Issues are more than just cyclical
The cyclical weakness in the railcar freight is, of course, not a reason for long-term investors to bail out of the industry. After all, the passing of phase 1 of the trade deal raises hopes for a bounce in the industrial economy in the second half, and many industrial companies, including the railroads, are forecasting a better second half.
That might a reason to be bullish on companies like Wabtec, Trinity, and Greenbrier, but the longer-term concern is the growing deployment of PSR by the railroads. In a nutshell, PSR is a set of management principles intended to generate more profit from fewer assets and even less traffic.
Instead of the old hub-and-spoke model whereby a railcar enters a regional hub and is then attached to trains on the way to its final destination, PSR moves railcars from point to point on a network on fixed schedules. Pricing is adjusted in order to make sure cars are used on a route, and an emphasis is placed on improving train velocity, reducing terminal dwell (time spent by a car at a scheduled stop without moving), and improving train length.
What the railroads are saying
The near-term challenges ahead can be seen in the commentary from railroad managements. For example, at the end of Union Pacific’s first year of PSR adoption in 2018, the railroad had around 1,200 locomotives in storage, and at the end of 2019 that figure was 3,100 locomotives. Moreover, during the recent earnings call, Union Pacific chief operating officer Jim Vena said: “We will purchase no new locomotives in 2020, although we will continue to modernize our existing fleet” — not great news for locomotive manufacturers Wabtec and Caterpillar.
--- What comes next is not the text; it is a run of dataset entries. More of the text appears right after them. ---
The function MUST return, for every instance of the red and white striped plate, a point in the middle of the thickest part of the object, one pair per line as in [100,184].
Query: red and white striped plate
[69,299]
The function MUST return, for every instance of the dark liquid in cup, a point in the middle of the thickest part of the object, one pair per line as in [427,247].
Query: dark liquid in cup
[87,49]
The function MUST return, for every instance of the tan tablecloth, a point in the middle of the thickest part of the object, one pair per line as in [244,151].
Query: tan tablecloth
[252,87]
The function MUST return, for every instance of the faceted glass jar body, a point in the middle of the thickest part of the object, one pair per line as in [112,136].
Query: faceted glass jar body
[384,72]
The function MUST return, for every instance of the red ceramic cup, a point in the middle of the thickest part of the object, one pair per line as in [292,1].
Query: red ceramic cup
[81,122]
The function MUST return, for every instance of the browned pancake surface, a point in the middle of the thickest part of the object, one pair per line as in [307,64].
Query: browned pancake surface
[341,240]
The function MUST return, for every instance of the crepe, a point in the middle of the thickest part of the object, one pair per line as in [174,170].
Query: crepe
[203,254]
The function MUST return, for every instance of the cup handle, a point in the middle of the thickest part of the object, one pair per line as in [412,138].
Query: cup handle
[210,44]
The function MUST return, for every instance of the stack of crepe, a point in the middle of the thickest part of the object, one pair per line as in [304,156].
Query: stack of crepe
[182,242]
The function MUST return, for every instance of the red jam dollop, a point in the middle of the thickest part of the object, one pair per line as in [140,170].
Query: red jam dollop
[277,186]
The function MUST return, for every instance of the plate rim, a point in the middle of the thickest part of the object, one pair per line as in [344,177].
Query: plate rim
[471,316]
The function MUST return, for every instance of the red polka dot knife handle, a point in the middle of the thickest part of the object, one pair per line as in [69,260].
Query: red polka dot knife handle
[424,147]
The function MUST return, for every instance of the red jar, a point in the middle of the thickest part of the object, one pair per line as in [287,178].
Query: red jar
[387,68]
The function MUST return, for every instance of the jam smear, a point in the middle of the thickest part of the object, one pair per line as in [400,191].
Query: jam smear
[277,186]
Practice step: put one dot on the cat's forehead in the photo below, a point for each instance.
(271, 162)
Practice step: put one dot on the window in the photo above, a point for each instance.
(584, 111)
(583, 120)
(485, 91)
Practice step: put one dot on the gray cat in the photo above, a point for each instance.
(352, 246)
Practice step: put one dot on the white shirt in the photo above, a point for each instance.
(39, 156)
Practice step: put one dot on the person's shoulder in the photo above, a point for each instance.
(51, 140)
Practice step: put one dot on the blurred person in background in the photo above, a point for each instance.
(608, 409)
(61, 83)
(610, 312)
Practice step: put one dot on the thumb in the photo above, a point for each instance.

It’s a similar story at Kansas City Southern, with “No rolling stock purchases currently anticipated in 2020” and the railroad lauding the fact that its active locomotive fleet was down 16% from its peak at the end of 2018.
An industry to avoid?
It’s clear that PSR adoption is creating some challenges to the railroad suppliers, but the bullish case — advocated by Greenbrier CEO William Furman and Trinity Industries senior vice president Eric Marchetto on recent earnings calls — is that the service improvements generated by PSR are likely to lead to the railroads taking back market share for freight shipping from trucking. The implication is that there could be a pickup in volumes, leading to demand for locomotives and railcars.
They may well be right over the long term, but until you find out if that’s the case, you will be investing in an industry facing near-term cyclical and structural challenges. That might test even the most patient of investors.